As in previous years, students who participated in the 2001-2002 Internet Science and Technology Fair (ISTF) were very willing to share their thoughts about it.

Although the ISTF was originally designed to be used as a classroom project, many of the teams actually completed their entries in a technology or website design class, while others worked on it as an after-school project. Using the ISTF in this manner may be why many of the students felt that they did not have adequate time to complete their website to their own satisfaction.

Still, more than three-fourths of the students were pleased with the websites they produced. The majority of students found the ISTF to be enjoyable as an educational activity.

Many pointed out that creating an ISTF project was a real-world experience requiring teamwork, time-management skills, the need for accurate communication and the necessity for meeting deadlines. One ninth-grade student, tongue-in-cheek, even suggested: "..give the participants less than ample time to perform research, design and complete the website. This will simulate any future project in the real world that may have an unexpectedly soon due date."

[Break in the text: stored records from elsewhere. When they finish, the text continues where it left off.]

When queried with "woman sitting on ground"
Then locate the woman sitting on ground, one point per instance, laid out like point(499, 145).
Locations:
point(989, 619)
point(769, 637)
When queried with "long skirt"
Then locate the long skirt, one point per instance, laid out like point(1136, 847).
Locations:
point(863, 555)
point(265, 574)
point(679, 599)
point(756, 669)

Nearly 75 percent of the students who developed an ISTF project now use computers both at home and at school in a variety of ways including research for homework, e-mailing friends and even designing their own websites. The Internet is becoming a way of life with today's students.

The ISTF was designed to challenge students to stretch their imaginations and to explore how technology influences their daily lives. As an eighth-grade student so aptly put it:  "I learned that one problem can make a big impact on the world…. This helped me understand that there are a lot of problems to be solved and not enough people working to solve them." One of the main objectives of the Internet Science and Technology Fair (ISTF) is to create a learning experience that will help students become interested in careers in science and technology. It was gratifying, then, to learn that about 34 percent of the participating students are now considering a possible career in science or technology.